Another is the soft satire of the phrase from the 1929 British hit novel from J. B. Priestly — THE GOOD COMPANIONS: “I believe ya. Millions wouldn’t.”
Another is from a relative, Richard Steger’s great aunt Antonia Bellone, replying to me, “Disgusted.”
Or from the play by John Arden, THE BUSINESS OF GOOD GOVERNMENT, Pontius Pilate (I played him in a play in Elsinore, Denmark in 1968 at The International People’s College at a time when Dick Downing a teacher there headed the young organization Amnesty International) saying “What is truth.?” as a statement, not a question.)
I learn to think further, writing. Does it make the thinking better? That’s an unfinished question that apart from any other consideration by AI or other else precedes an answer to the end (of questions?).
(C) Copyright Edward Mycue May 29, 2023 Monday
I found this post more than two years after it went online. As a non-PCV who has never been to Senegal, I do have some observations. .
First of all, I notice that the majority of responders who disagreed with her are male with only a few females.
It seems possible to me that part of the difference is that men and women have vastly different experiences in the same country. I found that to be true of Morocco, where I did visit. I had positive feelings about the country from reading one of Michener’s novels set in that country and from family members who had gone on safe, guided tours there.
To be alone as a young woman there was simply horrible. Male attention and sexual harassment do not in general frighten me but I was afraid every day I was there. It is quite simply different to be a female foreigner in Morocco than to be a male foreigner.

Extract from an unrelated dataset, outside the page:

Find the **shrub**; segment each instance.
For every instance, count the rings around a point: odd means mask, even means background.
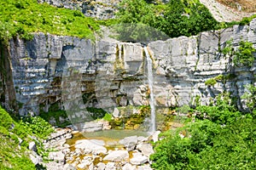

My experiences had nothing in common with the Michener’s novel, the song “Marrakech Express” or the travel stories of relatively wealthy tourists.
I can’t help but wonder if Karin McQuillen had dishonorable men treated her differently than they would have treated a man. And yes, I realize that such men flock to foreign women while decent men will not, which means that her experience is not representative of the Senegalese population as a whole.
It seems to be an unfortunate fact that oppression of women is rather widespread and much greater in the undeveloped world. Other female PCVs have also reported difficult experiences.
I don’t think the author is warped as much as she is traumatized. For a woman used to Western (relative) egalitarianism, a non-Western culture can be a shock.
I notice that her female critics served in Latin American countries and the people who served in Senegal were male.
Like I say, I have never been to Senegal so I don’t want to come across as speaking from authority. I can’t. I can only judge McQuillan’s writing by my own experiences in other countries.
People willing to condemn her should consider the possibility that she may have had much more difficult experiences than her critics had in their countries. On the other hand, we should all keep in mind that women alone tend to meet the creeps and not the good guys. Her experiences may not and probably don’t represent all the Senegalese.